Critical Evaluation: In contrast to the Opposing Viewpoints, the structure of these pages is a little more confusing and difficult to skim. Each page does offer a summary of each side of the argument at the top, but further information is written in a longer piece that provides background information and statistics, and then goes into more detail about the differing opinions on the subject. There are links on the side of the page with overviews, news articles on the subject, and related articles, which might allow a student to pull primarily from this database for a basic assignment or more detailed one.
The resources specifically for students seem rather useful, and compile materials not specific to an opposing viewpoints assignment. There are articles on presenting your research such as writing and delivering a speech or how to avoid plagiarism. This section provides helpful bullet points that are further divided into a section so that teens can skim for the information most relevant. There are also resources on how to analyze and understand information, like editorial cartoons, or online sources. If students utilize these resources instead of just the straight facts, it could improve their future research and writing and presenting skills, but I suspect they are not as widely used as the other information.
Interestingly enough, there are tabs at the top of the website for encyclopedia, almanac, and curriculum tools. They did not seem as related to the purpose of the website, but do provide additional information on other potential subjects. The almanac has categories to search, but the encyclopedia does not, making it slightly less user friendly in my eyes, since I’m not sure what is available there.
Reader’s Annotation: Students looking for a controversial topic and a look at both sides of the argument can turn to Issues and Controversies for a variety of topics and plenty of balanced information.
Information about the source: Issues and Controversies is provided by Facts on Files Services.
Curriculum ties, if any: This will be a helpful resource in history or sociology classes, and for class debates.
Booktalking Ideas: I don’t imagine that teens will necessarily flock to this resource without needing it for homework, so I would emphasize the ways that this can help students find resources for homework and advice on preparing it.

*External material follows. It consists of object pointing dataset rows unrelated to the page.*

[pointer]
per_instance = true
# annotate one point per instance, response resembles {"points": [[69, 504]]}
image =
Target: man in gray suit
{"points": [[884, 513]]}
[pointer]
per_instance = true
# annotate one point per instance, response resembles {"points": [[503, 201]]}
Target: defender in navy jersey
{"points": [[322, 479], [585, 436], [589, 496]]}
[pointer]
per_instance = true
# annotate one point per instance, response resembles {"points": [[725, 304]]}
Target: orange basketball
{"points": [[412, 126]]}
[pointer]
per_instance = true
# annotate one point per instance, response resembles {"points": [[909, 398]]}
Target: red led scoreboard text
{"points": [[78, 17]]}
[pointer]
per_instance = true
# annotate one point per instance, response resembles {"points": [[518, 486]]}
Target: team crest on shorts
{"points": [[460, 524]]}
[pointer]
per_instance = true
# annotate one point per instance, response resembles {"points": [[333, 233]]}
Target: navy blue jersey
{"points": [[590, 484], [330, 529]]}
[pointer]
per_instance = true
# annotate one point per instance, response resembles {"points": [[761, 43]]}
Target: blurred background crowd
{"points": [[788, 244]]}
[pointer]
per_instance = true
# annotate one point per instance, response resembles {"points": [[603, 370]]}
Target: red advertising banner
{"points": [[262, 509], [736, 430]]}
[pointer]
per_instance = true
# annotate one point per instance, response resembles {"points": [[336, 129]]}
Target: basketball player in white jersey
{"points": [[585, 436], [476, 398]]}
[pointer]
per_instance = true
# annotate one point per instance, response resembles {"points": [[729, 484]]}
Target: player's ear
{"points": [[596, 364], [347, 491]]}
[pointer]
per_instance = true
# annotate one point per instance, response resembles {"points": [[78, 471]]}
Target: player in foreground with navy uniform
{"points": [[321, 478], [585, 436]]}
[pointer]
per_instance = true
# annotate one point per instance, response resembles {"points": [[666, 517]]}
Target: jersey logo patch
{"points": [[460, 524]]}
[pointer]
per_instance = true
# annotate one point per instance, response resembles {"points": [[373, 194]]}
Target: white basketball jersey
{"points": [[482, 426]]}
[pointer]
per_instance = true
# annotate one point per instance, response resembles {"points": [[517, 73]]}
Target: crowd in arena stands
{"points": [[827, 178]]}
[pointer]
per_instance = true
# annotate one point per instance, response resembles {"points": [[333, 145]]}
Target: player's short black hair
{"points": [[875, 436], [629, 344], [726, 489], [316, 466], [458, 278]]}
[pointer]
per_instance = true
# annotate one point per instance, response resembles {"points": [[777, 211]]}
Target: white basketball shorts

Reading Level/Interest Age: The writing style will make this more understandable to older users, but I think it will be a valuable resource to people of a variety of ages, and not only teens.
Challenge Issues: None.
Why did you include this database? : Most high school students need to show that they can critically look at an issue and write or present a persuasive argument. This provides a cohesive place to get information on a variety of topics, and find additional resources if needed.